Musique numérique en bibliothèque

Janou Neveux

Réflexions et retours d’expérimentations sur la musique numérique ont jalonné la journée organisée par le groupe Alsace de l’ABF (Association des bibliothécaires de France) le 11 avril 2011 à Cernay.

Entre halo et aura : un rôle spécifique à jouer pour les bibliothèques

Aujourd’hui, après la révolution internet dans la diffusion de la musique, toutes les cartes sont sur la table. La musique « fluide » concentrée dans quelques lieux virtuels s’écoute partout. Les supports d’écoute, dénommés « soniels » par Gilles Rettel  1, caractérisant les reproductions d’œuvres quels que soient leurs supports, restent très matériels.

L’aura de l’œuvre d’art diminue avec la distance (disque par rapport au concert, ubiquité par rapport au support dédié), comme le disait Walter Benjamin. Gilles Rettel prolonge ce concept par le halo, qui est le travail d’appropriation de l’œuvre par celui qui l’écoute.
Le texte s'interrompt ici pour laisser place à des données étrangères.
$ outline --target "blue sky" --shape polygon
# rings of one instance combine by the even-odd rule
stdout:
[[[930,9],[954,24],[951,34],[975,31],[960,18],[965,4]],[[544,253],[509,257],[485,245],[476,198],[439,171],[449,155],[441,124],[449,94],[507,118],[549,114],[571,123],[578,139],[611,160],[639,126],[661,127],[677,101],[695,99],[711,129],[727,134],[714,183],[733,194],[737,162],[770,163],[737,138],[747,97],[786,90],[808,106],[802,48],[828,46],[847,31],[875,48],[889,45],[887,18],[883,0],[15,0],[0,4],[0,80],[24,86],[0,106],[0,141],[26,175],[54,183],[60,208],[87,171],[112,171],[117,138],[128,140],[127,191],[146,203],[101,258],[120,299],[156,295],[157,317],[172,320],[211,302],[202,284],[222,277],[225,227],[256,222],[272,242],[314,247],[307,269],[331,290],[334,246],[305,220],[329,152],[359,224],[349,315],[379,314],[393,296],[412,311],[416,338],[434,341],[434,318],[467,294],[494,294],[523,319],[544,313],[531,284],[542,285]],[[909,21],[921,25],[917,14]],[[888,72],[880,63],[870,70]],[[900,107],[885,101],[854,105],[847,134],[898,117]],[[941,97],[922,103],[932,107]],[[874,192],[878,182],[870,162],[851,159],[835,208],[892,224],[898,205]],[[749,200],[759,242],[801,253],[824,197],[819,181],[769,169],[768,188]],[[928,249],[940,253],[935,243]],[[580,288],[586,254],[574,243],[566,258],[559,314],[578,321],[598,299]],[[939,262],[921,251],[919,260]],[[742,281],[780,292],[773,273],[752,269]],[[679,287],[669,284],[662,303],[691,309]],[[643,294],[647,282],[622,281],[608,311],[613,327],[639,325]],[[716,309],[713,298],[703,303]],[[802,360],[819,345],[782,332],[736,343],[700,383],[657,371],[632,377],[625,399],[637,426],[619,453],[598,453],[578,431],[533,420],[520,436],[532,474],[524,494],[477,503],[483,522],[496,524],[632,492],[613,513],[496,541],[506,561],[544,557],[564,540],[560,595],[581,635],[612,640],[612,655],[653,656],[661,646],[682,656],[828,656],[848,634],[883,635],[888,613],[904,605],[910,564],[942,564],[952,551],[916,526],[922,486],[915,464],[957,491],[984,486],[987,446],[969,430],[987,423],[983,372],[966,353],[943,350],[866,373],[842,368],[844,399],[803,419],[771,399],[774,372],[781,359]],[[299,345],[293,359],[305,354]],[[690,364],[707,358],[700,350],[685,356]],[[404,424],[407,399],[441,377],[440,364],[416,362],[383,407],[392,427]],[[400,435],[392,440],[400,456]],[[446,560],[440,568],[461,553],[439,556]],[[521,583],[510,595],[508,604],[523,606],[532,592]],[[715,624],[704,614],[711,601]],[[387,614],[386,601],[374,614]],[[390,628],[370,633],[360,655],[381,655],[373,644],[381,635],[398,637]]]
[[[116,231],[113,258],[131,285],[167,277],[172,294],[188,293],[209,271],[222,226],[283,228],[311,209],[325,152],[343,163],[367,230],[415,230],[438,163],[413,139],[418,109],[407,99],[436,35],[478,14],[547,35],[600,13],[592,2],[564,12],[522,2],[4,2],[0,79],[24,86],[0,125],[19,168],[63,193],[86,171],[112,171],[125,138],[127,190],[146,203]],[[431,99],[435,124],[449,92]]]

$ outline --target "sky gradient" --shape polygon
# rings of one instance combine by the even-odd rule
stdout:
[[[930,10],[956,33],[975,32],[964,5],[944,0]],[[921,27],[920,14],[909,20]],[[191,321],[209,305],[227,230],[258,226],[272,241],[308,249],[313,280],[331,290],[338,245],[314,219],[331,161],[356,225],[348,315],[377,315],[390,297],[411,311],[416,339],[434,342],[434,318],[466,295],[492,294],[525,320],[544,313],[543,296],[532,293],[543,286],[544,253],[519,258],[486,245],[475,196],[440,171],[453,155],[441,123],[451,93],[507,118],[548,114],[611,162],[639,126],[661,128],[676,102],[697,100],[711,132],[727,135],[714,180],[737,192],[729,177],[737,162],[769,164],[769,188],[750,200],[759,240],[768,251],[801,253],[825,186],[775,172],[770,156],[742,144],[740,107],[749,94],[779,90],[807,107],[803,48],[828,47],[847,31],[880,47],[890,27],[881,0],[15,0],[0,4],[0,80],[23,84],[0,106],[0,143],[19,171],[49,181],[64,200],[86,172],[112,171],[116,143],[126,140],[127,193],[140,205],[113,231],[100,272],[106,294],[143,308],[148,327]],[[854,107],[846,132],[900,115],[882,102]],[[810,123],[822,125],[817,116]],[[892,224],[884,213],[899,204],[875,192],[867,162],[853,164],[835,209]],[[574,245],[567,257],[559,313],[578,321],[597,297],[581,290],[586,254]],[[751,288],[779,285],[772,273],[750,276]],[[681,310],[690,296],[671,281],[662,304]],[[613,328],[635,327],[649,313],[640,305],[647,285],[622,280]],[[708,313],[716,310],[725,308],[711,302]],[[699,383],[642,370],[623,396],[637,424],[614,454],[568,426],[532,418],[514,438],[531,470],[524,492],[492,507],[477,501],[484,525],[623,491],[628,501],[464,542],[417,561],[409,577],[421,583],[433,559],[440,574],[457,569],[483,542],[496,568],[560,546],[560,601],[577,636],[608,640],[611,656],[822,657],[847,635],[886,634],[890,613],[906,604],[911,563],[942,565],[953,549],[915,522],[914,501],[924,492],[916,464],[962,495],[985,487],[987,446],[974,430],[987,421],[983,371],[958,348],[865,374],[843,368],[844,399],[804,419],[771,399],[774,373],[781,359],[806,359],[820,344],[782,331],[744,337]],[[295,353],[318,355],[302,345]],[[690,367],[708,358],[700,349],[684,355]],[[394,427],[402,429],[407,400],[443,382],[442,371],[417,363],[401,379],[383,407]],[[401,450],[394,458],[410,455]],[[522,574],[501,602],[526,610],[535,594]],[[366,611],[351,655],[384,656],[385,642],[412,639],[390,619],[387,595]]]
Les bibliothèques peuvent être des lieux où rayonnent cette aura et ce halo en facilitant l’accès aux œuvres par l’exposition et le temps. Rendons donc les bibliothèques inspirantes, dégageons-les de trop de collections, scénarisons les lieux, suscitons la curiosité et l’activité. Plusieurs expérimentations sont en cours et apportent plusieurs types de réponse à nos interrogations.

Les bornes musicales

L’expérience assez récente de Laxou s’appuie sur la borne de Crystal Zik  2 : 300 disques compacts de la scène locale nancéenne ont été numérisés et sont accessibles sur une table d’écoute placée bien en vue dans la médiathèque  3. Le succès est encore mitigé : curiosité du public mais peu de téléchargements. Les plus intéressés sont les artistes locaux, qui espèrent toucher un public plus large que celui de leurs concerts. Myriam Tritz-Meyer souhaite y intégrer une émission musicale d’une radio locale. Toute la partie communication reste à développer pour sortir de la confidentialité.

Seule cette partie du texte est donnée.